Prenant part aux débats à l’Assemblée nationale sur le Finance Bill et l’Economic and Financial Measures Bill, le ministre de l’Industrie, des PME et des Coopératives, Aadil Ameer Meea, a défendu les nouvelles dispositions prévues à la clause 57 concernant la Waqf Act.
Le ministre a d’abord insisté sur l’approche du gouvernement envers les waqfs. « Nous ne ferons pas de politique avec les waqfs », a-t-il déclaré, soulignant qu’il s’agit d’« une institution religieuse permanente » qui doit être traitée « avec le sérieux qu’elle mérite ».
Il a aussi précisé que le texte n’a pas été élaboré par un seul ministère. Selon lui, le travail a été mené conjointement sous la présidence du ministre Mohamed, avec l’apport juridique du ministre Uteem et la participation de son propre ministère « à chaque étape ».
« Nous l’avons examiné clause par clause », a-t-il affirmé, en expliquant que l’objectif était à la fois de répondre aux standards auxquels Maurice est soumis et de prendre en considération « les préoccupations de la communauté musulmane ».
Sur le fond, le ministre a indiqué que les nouvelles dispositions s’inspirent des mécanismes de bonne gouvernance et d’intégrité financière déjà appliqués aux associations. « Un waqf est appelé à respecter les mêmes standards de bonne gouvernance que ceux que nous avons déjà imposés à des organismes comparables.
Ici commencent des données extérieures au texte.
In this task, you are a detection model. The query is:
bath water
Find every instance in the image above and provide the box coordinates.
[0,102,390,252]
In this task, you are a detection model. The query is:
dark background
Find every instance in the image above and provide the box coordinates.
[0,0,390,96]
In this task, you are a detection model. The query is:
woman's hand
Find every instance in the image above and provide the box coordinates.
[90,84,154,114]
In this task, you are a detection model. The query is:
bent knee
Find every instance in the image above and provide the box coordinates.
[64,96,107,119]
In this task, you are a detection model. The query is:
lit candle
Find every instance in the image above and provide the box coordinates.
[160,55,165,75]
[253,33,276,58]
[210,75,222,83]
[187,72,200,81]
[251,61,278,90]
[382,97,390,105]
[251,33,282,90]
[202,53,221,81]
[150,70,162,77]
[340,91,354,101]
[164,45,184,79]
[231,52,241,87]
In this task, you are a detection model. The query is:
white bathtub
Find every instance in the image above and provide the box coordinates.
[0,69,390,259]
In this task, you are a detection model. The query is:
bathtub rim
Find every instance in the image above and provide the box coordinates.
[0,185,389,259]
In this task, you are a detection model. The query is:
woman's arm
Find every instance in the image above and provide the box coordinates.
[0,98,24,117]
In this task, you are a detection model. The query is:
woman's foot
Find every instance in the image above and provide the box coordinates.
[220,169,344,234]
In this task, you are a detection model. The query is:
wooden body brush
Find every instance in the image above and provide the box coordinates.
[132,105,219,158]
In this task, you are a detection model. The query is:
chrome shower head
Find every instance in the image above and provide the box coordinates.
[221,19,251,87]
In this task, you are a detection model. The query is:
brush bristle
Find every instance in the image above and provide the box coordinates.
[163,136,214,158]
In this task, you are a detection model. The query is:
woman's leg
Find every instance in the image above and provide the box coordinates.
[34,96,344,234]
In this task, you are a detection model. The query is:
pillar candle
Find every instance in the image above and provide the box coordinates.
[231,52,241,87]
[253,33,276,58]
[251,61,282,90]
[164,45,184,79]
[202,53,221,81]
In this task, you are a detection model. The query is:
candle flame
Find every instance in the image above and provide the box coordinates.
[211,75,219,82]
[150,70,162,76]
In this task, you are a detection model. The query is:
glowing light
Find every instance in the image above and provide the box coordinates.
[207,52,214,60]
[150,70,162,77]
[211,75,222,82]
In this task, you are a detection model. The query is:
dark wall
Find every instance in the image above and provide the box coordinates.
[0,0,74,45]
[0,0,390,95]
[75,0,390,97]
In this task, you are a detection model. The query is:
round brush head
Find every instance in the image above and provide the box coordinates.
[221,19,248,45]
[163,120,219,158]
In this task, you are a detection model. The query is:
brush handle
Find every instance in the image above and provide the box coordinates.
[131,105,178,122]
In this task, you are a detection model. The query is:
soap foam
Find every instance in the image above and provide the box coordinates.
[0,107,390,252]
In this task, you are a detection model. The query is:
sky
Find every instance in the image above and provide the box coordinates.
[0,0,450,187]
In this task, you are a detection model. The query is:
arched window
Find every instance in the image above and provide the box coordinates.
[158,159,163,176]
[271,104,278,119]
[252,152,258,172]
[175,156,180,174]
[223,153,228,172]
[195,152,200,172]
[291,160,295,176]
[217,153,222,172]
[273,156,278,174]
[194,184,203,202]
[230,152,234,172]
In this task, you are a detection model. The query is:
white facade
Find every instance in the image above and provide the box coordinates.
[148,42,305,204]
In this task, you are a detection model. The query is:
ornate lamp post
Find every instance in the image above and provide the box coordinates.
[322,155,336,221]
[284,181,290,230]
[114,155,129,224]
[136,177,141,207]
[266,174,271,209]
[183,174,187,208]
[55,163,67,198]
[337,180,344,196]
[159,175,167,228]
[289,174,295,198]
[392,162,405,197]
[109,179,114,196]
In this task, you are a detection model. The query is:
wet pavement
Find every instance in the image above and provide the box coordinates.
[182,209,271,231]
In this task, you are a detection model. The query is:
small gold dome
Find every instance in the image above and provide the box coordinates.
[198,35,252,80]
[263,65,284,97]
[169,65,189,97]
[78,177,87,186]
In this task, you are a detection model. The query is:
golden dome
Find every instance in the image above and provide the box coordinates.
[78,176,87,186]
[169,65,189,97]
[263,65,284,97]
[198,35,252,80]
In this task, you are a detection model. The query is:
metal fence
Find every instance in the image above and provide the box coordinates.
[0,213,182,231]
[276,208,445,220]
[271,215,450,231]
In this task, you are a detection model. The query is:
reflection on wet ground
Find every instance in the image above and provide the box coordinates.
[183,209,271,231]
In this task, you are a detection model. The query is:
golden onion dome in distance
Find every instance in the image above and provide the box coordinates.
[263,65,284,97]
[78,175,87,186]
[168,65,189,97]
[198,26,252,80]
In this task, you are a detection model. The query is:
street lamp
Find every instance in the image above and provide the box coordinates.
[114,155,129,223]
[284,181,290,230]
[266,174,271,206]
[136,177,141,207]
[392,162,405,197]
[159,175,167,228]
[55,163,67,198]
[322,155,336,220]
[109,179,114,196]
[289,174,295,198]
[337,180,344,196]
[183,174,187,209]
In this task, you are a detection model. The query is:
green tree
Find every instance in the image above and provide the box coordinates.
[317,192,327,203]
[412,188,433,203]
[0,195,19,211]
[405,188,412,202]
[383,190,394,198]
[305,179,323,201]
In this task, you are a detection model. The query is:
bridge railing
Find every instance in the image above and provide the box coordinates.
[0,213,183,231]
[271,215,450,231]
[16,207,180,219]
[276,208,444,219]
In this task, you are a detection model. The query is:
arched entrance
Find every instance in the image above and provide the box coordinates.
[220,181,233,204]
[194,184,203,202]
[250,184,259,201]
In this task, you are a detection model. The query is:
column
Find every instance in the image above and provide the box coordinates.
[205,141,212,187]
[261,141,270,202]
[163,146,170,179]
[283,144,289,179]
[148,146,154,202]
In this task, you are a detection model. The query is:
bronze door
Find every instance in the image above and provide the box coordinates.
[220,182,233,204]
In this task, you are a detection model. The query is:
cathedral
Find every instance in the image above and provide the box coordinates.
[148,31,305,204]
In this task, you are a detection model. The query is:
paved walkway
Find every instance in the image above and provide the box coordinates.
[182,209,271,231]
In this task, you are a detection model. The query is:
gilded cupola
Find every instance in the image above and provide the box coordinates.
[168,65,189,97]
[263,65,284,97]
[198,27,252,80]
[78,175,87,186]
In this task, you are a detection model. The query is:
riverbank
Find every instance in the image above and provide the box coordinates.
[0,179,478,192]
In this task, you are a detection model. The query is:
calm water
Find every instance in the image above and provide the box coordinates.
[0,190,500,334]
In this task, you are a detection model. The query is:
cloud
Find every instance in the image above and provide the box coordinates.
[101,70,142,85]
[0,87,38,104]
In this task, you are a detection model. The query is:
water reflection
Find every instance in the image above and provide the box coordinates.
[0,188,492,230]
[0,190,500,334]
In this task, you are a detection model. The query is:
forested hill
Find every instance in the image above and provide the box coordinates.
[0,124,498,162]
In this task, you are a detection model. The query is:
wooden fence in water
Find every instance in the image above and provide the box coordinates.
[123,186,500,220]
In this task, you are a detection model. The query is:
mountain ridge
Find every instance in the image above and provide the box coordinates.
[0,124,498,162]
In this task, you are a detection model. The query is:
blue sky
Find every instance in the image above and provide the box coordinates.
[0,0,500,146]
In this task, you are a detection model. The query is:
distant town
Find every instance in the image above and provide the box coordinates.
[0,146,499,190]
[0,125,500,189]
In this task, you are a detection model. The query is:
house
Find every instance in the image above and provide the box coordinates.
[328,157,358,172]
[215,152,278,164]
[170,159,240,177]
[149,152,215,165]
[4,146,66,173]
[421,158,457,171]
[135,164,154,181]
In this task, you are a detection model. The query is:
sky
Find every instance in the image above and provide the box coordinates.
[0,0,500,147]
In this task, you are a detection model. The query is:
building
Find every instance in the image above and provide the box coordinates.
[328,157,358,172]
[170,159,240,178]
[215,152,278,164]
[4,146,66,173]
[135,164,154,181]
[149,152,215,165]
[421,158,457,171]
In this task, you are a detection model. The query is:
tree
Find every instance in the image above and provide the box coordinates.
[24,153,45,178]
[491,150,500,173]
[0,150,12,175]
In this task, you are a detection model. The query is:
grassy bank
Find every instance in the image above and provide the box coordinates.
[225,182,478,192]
On ne lui demande pas davantage », a-t-il soutenu.
Il a cependant insisté sur une différence majeure : selon lui, le waqf bénéficie d’une protection plus importante. Contrairement à une association qui peut voir son enregistrement annulé et être dissoute en cas de mauvaise utilisation des fonds, « il n’existe nulle part dans cette nouvelle partie un pouvoir permettant de dissoudre un waqf. Aucun ».
Les sanctions prévues viseraient plutôt la personne responsable. Le Board pourra notamment adresser un avertissement privé, imposer une pénalité, suspendre un mutawalli ou le révoquer. Le ministre a précisé qu’avant toute décision, la personne concernée devra être informée et disposera de 21 jours pour présenter ses observations.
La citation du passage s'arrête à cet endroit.